Margaret Sanger, "International News Service Interview," 12 Nov 1938.
Source: " "U.S. Marriage Aid Proposed", San Francisco Examiner, Nov. 13, 1938."
Sanger gave this interview in New York to the International News Service.
Two radical proposals to check “human erosion” in the nation were urged upon the government tonight by Mrs. Margaret Sanger, birth control advocate, in an interview here.
Mrs. Sanger recommended:
1- Pensions for persons of child-bearing age with transmissible or hereditary diseases who will agree to sterilization, and: 2 - Subsidies for healthy young men and woman, skilled artists, professionals and agriculturists who would welcome children, to tide them over the trying early years of married life until they can become self-supporting.
Pointing out that the Federal Government would seen he asked to appropriate $850.000,000 for improvement of the public health, Mrs. Sanger said that no doubt much of this sum required of the taxpayers would be sought to increase existing health and welfare services for mothers and children.
So in addition to her other proposals she recommended that “the men and women who have the welfare of this country at heart” urge their representatives in Congress to see that provision is also made for the Government to supply birth control information to parents “among that enormous group of 20,000,000 individuals dependant upon some form of public aid.”
“Such a measure,” she said, “not only will give constructive, immediate relief to millions of families and prevent additional suffering, but would be he greatest forward step ever taken on a national scale to raise the level of intelligence of the nation’s population, and the quality of life.”
Stressing the need for such government aid, Mrs. Sanger said that of the 2,000,000 babies born in this country in 1937, 1,100,000 were born to parents on relief or with incomes of less than $18 a week.
Mrs. Sanger, director of the Birth Control Clinical Research Bureau here and author of "Margaret Sanger: an Autobiography," just returned from a trip south, where she said she found a great demand for birth control information among officials and others doing social work in "blighted" areas.
Of her two proposals Mrs. Sanger said:
"The cost of maintaining our derelict population is nothing compared to the loss of creative effort which might be utilized in other channels. Why should our benevolent Federal Government not make a constructive investment in the quality of our future citizenship by offering pensions to all those in the child-bearing aged with transmissible or hereditary diseases who will agree to sterilization?"

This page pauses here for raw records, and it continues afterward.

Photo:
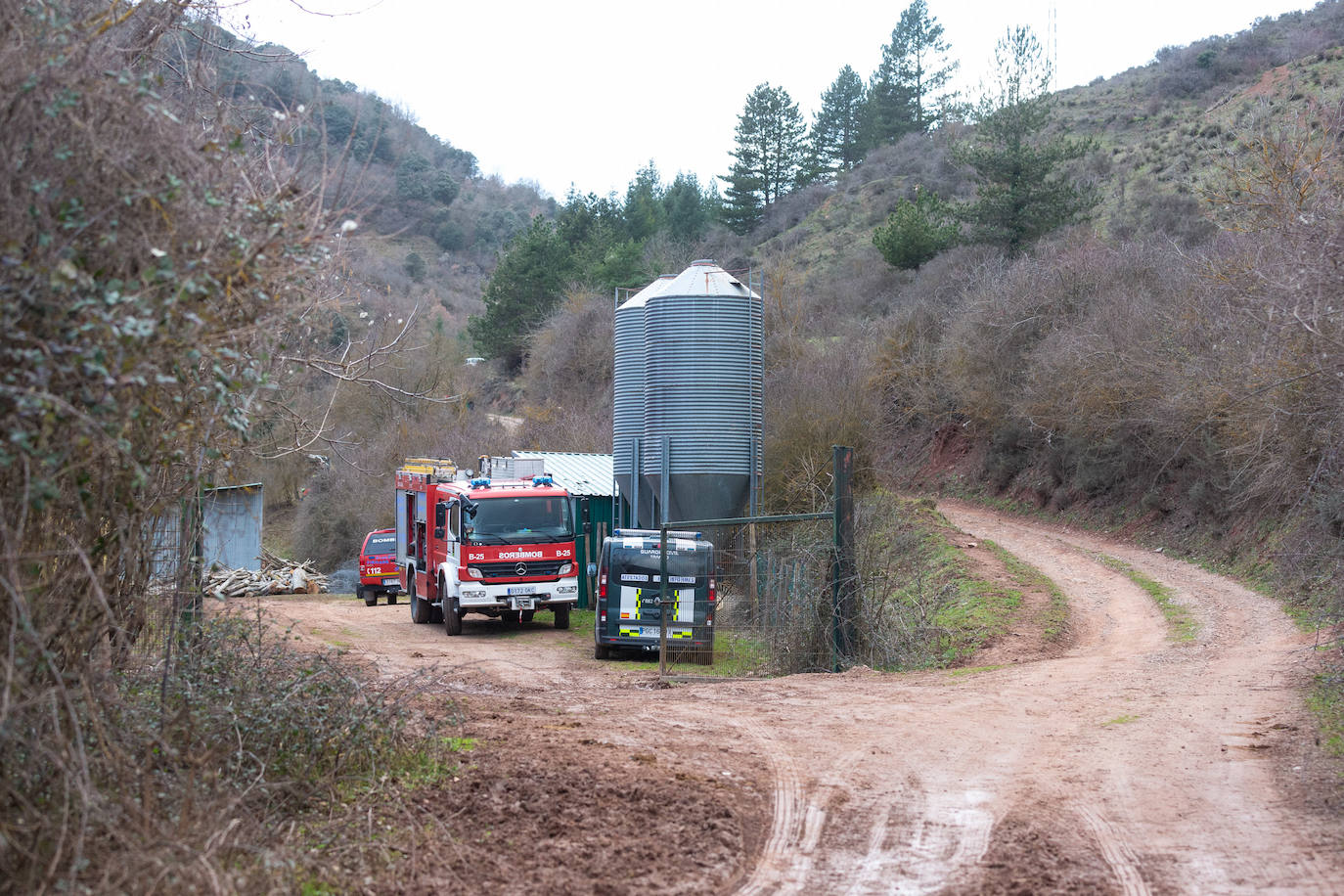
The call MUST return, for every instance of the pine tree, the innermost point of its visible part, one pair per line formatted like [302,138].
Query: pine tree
[917,231]
[687,208]
[769,155]
[644,212]
[1021,188]
[916,70]
[521,293]
[836,129]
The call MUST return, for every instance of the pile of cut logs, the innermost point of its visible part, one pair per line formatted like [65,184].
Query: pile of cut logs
[277,575]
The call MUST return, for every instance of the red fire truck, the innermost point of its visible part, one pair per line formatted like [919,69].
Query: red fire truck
[503,548]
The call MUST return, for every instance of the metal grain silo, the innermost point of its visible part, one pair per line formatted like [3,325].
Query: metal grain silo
[628,405]
[701,394]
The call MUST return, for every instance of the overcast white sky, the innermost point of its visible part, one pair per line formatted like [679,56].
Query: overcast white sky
[585,93]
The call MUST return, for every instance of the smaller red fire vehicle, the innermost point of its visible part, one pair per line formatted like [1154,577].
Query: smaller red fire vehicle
[378,572]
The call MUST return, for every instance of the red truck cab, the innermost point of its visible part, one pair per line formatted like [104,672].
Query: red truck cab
[500,548]
[378,571]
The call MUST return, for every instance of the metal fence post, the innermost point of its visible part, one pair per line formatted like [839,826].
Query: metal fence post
[663,602]
[843,591]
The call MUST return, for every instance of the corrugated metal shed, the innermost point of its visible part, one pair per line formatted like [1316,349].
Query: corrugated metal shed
[584,474]
[233,527]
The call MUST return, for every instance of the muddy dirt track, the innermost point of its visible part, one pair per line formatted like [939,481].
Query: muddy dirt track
[1127,763]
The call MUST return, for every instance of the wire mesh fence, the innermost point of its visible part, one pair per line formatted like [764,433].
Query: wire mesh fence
[773,604]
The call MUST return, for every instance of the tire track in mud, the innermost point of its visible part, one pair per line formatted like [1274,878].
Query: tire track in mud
[1176,776]
[1125,765]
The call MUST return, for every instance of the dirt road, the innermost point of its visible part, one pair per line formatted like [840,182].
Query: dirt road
[1131,763]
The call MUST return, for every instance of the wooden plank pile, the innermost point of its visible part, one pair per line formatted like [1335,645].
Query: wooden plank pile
[277,575]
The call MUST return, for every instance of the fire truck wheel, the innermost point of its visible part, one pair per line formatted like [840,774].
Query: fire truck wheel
[420,608]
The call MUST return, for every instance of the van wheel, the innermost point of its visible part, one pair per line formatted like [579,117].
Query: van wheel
[420,608]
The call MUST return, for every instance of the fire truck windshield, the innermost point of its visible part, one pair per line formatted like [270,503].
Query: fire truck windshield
[521,518]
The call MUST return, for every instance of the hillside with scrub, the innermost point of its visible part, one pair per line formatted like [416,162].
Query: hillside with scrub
[1116,305]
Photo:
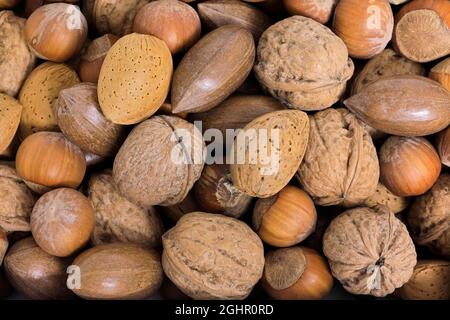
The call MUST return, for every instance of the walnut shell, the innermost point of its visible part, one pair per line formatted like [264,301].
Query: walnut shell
[16,59]
[119,220]
[160,161]
[369,251]
[303,64]
[340,164]
[429,217]
[210,256]
[16,201]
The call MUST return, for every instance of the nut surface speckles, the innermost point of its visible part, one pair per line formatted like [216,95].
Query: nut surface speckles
[134,79]
[210,256]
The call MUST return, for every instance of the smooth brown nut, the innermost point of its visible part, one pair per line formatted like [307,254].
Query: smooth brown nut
[38,94]
[172,21]
[429,281]
[35,273]
[340,166]
[119,220]
[405,105]
[50,160]
[216,193]
[408,166]
[56,31]
[212,69]
[279,139]
[81,120]
[217,13]
[16,201]
[303,64]
[352,245]
[429,218]
[134,79]
[119,271]
[210,256]
[286,218]
[154,156]
[10,113]
[92,60]
[16,59]
[296,273]
[62,221]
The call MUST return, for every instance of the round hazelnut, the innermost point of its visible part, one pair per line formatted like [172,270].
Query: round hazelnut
[35,273]
[296,273]
[56,31]
[286,218]
[365,26]
[119,271]
[409,166]
[49,159]
[81,120]
[62,221]
[172,21]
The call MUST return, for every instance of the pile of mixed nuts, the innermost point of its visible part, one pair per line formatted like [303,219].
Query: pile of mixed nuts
[221,148]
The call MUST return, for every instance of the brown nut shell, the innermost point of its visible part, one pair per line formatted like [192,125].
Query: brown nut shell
[405,105]
[279,139]
[119,220]
[212,69]
[210,256]
[134,79]
[119,271]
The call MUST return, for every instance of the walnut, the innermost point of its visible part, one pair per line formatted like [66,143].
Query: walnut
[429,218]
[119,220]
[16,59]
[303,64]
[211,256]
[369,251]
[340,166]
[16,201]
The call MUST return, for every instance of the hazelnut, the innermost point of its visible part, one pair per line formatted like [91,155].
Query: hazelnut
[49,159]
[56,31]
[62,221]
[119,271]
[286,218]
[35,273]
[92,60]
[172,21]
[296,273]
[409,166]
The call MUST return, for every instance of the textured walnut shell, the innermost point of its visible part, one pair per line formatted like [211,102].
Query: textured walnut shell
[119,271]
[383,196]
[212,69]
[429,217]
[217,13]
[80,119]
[210,256]
[134,79]
[16,201]
[39,93]
[119,220]
[35,273]
[340,164]
[279,139]
[156,164]
[388,63]
[303,64]
[430,281]
[405,105]
[10,113]
[369,251]
[114,16]
[16,59]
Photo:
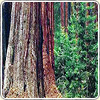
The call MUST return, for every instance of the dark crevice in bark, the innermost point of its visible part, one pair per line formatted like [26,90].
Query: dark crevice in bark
[39,66]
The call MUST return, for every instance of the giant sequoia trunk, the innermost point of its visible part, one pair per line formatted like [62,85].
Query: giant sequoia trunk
[29,67]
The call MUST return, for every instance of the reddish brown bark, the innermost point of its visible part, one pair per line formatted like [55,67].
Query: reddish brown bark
[33,40]
[66,16]
[62,14]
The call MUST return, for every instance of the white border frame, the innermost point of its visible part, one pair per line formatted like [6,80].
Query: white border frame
[51,1]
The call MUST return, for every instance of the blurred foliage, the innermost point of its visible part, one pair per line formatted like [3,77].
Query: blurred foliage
[76,58]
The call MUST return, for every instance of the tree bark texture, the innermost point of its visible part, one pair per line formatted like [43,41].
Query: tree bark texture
[29,67]
[64,16]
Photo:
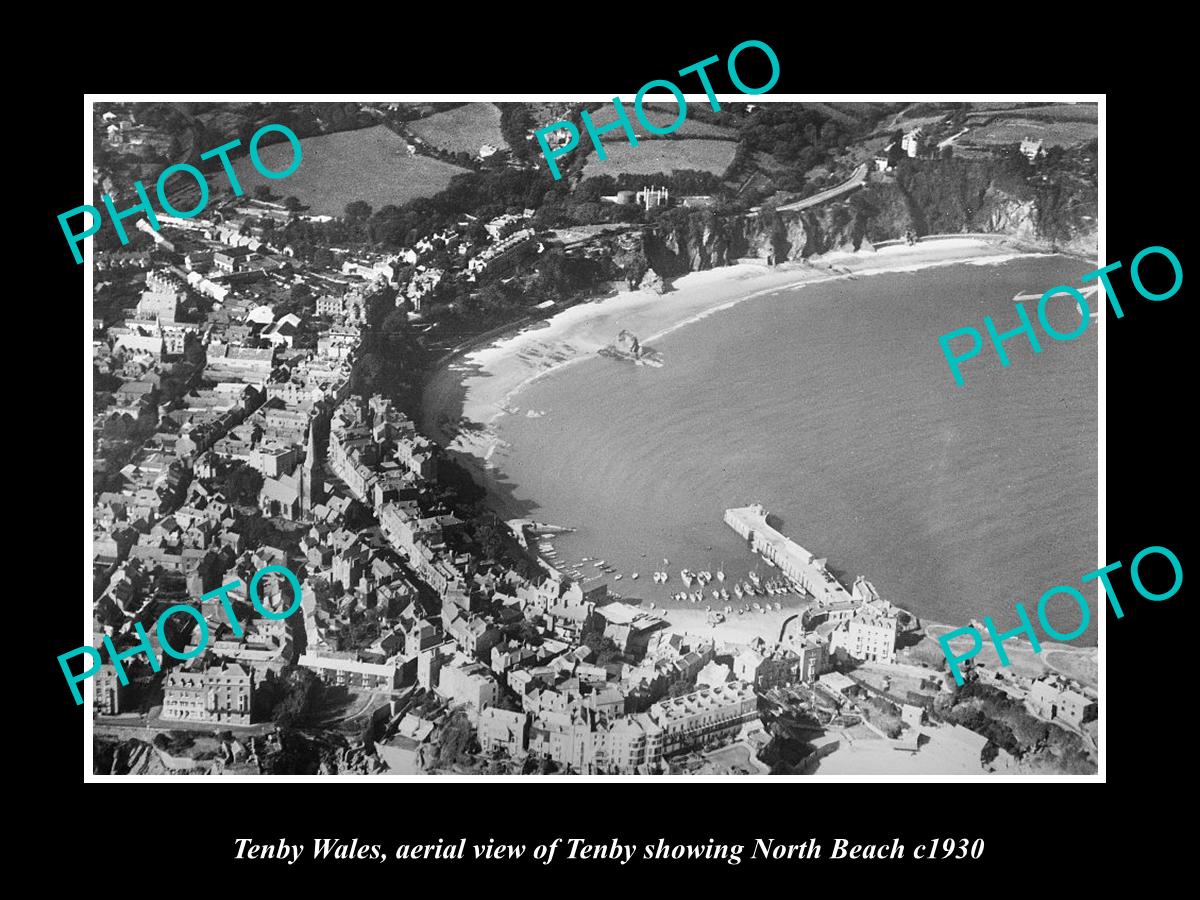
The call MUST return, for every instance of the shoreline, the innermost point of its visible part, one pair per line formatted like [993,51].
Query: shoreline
[472,388]
[478,384]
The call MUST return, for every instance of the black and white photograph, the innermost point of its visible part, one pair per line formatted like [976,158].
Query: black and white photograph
[719,436]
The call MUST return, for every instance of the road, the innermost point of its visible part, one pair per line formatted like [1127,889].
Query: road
[855,181]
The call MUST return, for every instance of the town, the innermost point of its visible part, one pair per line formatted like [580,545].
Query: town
[250,412]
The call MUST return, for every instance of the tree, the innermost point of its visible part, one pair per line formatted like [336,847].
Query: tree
[454,739]
[358,210]
[300,689]
[244,485]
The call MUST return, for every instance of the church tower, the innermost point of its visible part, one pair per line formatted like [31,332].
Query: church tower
[311,473]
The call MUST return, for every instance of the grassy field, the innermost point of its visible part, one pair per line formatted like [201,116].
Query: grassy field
[1009,131]
[367,165]
[465,129]
[661,115]
[1077,112]
[649,157]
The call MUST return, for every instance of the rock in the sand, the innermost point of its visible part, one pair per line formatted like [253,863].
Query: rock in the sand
[627,342]
[652,281]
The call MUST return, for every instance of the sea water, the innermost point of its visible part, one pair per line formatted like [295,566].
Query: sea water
[833,406]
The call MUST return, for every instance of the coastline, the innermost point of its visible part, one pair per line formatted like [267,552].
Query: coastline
[473,388]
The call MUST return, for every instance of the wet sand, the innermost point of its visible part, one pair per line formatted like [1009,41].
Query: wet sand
[477,387]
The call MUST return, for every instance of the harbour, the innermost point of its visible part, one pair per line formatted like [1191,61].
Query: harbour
[864,456]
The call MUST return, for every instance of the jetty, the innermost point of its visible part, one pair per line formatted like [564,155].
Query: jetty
[793,561]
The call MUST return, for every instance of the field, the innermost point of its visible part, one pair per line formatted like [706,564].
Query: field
[1011,131]
[1080,112]
[465,129]
[664,156]
[661,115]
[367,165]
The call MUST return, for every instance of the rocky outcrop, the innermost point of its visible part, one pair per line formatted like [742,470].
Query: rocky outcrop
[652,281]
[966,198]
[627,342]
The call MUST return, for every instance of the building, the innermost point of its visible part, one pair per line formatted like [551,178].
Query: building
[472,683]
[706,717]
[911,143]
[504,730]
[1057,700]
[165,297]
[869,636]
[231,259]
[792,559]
[217,694]
[1032,149]
[402,751]
[109,691]
[652,197]
[352,672]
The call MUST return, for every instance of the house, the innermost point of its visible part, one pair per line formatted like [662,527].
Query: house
[402,751]
[109,691]
[231,259]
[1032,149]
[222,693]
[471,683]
[1057,700]
[869,635]
[653,197]
[503,730]
[352,672]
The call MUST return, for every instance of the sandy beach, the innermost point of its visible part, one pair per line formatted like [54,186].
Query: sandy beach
[477,388]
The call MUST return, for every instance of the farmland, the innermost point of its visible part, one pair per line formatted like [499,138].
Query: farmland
[465,129]
[367,165]
[661,117]
[1011,131]
[664,156]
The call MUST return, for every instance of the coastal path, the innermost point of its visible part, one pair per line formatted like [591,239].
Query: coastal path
[857,179]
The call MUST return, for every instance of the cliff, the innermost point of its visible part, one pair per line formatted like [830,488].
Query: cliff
[941,197]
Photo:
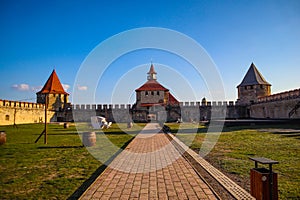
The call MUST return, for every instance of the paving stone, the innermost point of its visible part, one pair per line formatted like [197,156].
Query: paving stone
[149,168]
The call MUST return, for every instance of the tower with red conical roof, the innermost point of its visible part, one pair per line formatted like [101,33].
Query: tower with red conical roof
[252,87]
[152,93]
[54,93]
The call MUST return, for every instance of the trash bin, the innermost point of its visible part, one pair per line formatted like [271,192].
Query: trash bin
[66,125]
[2,137]
[263,182]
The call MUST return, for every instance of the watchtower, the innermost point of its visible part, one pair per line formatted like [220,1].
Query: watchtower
[252,87]
[53,93]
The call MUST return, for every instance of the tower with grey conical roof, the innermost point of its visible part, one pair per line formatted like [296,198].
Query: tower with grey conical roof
[252,87]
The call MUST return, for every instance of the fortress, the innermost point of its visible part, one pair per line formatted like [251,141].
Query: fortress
[155,102]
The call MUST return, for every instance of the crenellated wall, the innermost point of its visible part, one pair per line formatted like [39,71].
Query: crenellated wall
[285,105]
[15,112]
[282,105]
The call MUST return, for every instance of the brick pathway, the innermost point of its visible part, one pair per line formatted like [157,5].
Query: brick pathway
[149,168]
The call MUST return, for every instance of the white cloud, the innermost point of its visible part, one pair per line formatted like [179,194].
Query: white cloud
[66,86]
[79,87]
[21,87]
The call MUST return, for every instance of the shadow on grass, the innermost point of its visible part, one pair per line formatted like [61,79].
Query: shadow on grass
[61,147]
[97,173]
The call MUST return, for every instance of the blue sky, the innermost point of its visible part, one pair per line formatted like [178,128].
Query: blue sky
[39,36]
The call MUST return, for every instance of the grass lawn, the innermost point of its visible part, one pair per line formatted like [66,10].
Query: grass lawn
[236,144]
[54,170]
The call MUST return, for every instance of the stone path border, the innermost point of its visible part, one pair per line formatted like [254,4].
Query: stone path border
[234,189]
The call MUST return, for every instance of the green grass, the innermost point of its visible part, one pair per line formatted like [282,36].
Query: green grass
[236,144]
[54,170]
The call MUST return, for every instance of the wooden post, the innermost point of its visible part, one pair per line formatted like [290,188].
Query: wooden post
[45,129]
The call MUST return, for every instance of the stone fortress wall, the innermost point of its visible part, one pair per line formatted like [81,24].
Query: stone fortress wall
[277,106]
[283,105]
[16,112]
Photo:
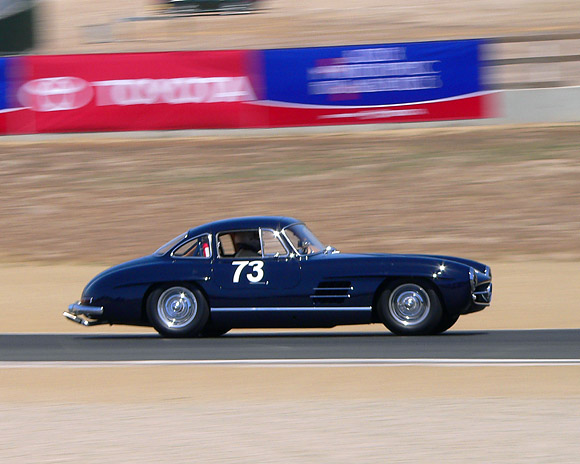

"Here truly is a system of pensioning that would bring its own reward.
“Couple with this another appropriation as an aid to marriage for those healthy, intelligent young men and women, skilled artisans, professionals, agriculturalists, who wish to marry and would welcome a family, if there were some provision to tide through possible emergencies in the first years until they could become entirely self-supporting.”